<div align ="right">Thomas Jefferson University <b>COMP 102</b>: Intro to Scientific Computing</div>

# Additional library examples

Here are a few more fun examples and an assignment to reinforce our knowledge of libraries. 

## the os library

The following examples make use of the `os` library to sort through and report on some data in a datafile. I have stuffed a bunch of irregular folder structure into the 'data' folder. You can click around and see that it would be hard to write code to access all of the data because there are folders and subfolders emedded in hierarchies of different length and etc. 

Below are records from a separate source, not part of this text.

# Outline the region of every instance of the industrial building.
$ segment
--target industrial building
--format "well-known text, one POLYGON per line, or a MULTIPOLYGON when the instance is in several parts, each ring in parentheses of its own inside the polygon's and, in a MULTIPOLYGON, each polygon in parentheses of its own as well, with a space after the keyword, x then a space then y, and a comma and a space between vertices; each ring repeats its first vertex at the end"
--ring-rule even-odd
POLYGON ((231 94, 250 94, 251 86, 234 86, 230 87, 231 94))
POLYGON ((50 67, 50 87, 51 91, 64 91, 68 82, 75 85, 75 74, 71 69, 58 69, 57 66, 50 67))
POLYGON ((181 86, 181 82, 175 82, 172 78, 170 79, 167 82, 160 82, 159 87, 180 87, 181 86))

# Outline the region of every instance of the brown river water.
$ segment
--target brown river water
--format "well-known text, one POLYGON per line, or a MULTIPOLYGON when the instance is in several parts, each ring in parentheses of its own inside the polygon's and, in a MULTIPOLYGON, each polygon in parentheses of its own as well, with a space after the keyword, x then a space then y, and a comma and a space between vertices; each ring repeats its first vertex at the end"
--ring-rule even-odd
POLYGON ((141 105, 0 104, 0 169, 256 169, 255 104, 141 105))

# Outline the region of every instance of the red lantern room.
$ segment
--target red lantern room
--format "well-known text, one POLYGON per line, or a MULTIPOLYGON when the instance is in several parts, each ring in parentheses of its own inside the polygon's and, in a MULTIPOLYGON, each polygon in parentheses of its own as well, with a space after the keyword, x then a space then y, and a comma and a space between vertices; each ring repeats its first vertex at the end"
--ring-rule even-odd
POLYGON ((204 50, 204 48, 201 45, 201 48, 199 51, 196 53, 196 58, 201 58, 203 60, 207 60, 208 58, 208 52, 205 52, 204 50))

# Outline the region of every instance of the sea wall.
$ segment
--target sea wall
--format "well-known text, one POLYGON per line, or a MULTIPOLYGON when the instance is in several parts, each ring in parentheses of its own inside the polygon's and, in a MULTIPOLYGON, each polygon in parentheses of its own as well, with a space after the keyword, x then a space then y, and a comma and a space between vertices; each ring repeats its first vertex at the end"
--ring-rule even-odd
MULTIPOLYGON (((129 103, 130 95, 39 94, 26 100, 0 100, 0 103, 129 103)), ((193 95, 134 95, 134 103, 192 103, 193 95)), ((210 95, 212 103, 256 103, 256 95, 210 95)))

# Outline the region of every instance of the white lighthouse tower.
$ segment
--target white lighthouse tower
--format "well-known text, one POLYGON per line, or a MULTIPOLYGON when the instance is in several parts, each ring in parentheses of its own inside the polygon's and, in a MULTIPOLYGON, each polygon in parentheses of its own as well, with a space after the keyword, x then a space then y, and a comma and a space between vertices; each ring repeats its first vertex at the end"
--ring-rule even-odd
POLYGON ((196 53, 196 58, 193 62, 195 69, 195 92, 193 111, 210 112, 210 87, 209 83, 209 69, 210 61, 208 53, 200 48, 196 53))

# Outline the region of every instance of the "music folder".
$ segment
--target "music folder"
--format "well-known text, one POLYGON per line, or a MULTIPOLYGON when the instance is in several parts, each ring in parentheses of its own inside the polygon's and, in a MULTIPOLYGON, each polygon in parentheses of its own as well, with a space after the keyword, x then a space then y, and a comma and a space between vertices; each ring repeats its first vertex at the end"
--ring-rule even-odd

<a href = 'https://docs.python.org/3/library/os.html'> os library documentation</a>

The code blocks below shows some examples of things we can do with `os`. 

In [None]:
import os

cwd = os.getcwd()   # cwd stands for 'current working directory'
print(cwd)          ## so this handy command will return the path 
                    ## to the directory where your files will be
                    ## written and your project data is stored

print()        
print(type(cwd))


In [None]:
# In this example os.walk() acts on the folder data. At each         
## directory level it creates an object that consists of the 
## path to the directory, a list of directories within that 
## directory, and a list of all the file names in that directory.
        
file_list = []    # make two empty lists           
path_list = []

# each entry in the `walk` object will contain 
## all three pieces of information

for (path, directory, files) in os.walk('data'):
    
    # for every file in the list of files in a directory that doesn't
    ## start with '.' (is not a 'hidden' file)
    
    file = [f for f in files if not f[0] == '.'] 
    
    # add the filename and path of each file found by 'walking' the data 
    
    file_list.append(file)
    path_list.append(path)

file_path_dict = {}
file_path_dict = {path_list[i]: file_list[i] for i in range(len(file_list))}

print(file_path_dict)
    

This output is messy but you can see that it consists of pairs of directory names and file names.If we wanted to refer to each file in a python program, those are the two things we would need to identify or call the specific file. 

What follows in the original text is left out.